12. Sah

88.4K 5.5K 186
                                    

Ayub memahami perasaan gadis itu. Dia masih belia, belum bisa berpikir matang untuk persoalan demikian.

Tak lama kemudian, Salwa menganggukkan kepala.

"Artinya... Kamu mau nikah sama Ayub?" Zul ingin mempertegas jawaban Salwa.

"Ya," jawab Salwa tegas.

"Kamu masih terlalu kecil untuk memikirkan perkara rumah tangga. Emangnya kamu yakin dengan jawabanmu itu?" tanya Zul masih tak yakin.

Salwa mengangguk lagi. Kali ini anggukannya lebih mantap.

Bukan hanya Zul yang tidak yakin Salwa bersedia menikah di usia yang masih sangat muda. Ayub bahkan tidak yakin bisa melamar gadis seumuran Salwa, yang mungkin baru beranjak meninggalkan mainan bonekanya.

Ayub mendekati Salwa dan menyematkan cincin ke jari manisnya. Pas. Tidak kebesaran, juga tidak kekecilan.
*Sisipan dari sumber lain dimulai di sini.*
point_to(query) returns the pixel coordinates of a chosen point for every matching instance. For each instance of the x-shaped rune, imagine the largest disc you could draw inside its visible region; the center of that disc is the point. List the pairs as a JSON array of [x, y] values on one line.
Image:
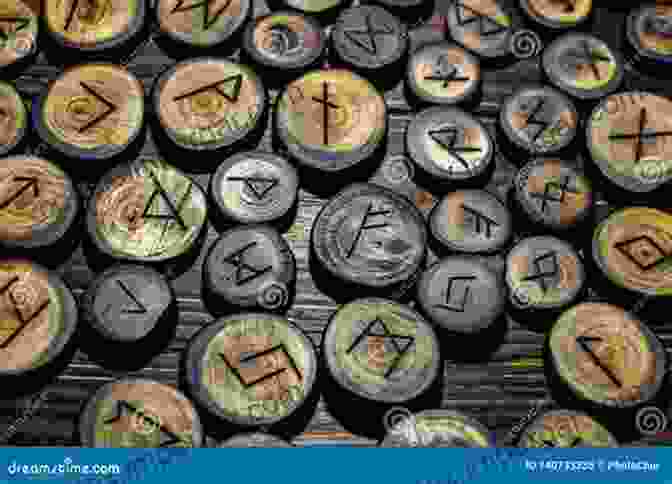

"Bailklah, sekarang aku pulang. Jangan lupa mengunci pintu. Assalamu'alaikum..." kata Ayub.

Salwa menjawab salam lirih.

Zul mengikuti Ayub keluar rumah. Pintu langsung ditutup sebelum Ayub dan Zul benar-benar pergi.

Ayub lega. Niatnya mengangkat Salwa dari beban hidup telah terlaksana. Bukankah nilai iman seseorang tidak diukur dari tekunnya ritual ibadahnya kepada Tuhan saja? Tetapi juga seberapa peka seseorang terhadap orang-orang disekitarnya?

Di dalam surat Ar-Ruum ayat 21 disebutkan, Dan diantara tanda-tanda kekuasaannya ialah Dia menciptakan untukmu istri-istri dari jenismu sendiri, supaya kamu cenderung merasa tenteram kepadanya, dan dijadikannya diantaramu rasa kasih dan sayang. Sesungguhnya pada yang demikian itu benar-benar terdapat tanda-tanda bagi kaum yang berpikir.

Maka jika Ayub menikah dengan Salwa, meski tanpa didasari perasaan cinta, ia yakin pernikahan yang diniati dengan tujuan mulia pasti akan berbuah ketenteraman.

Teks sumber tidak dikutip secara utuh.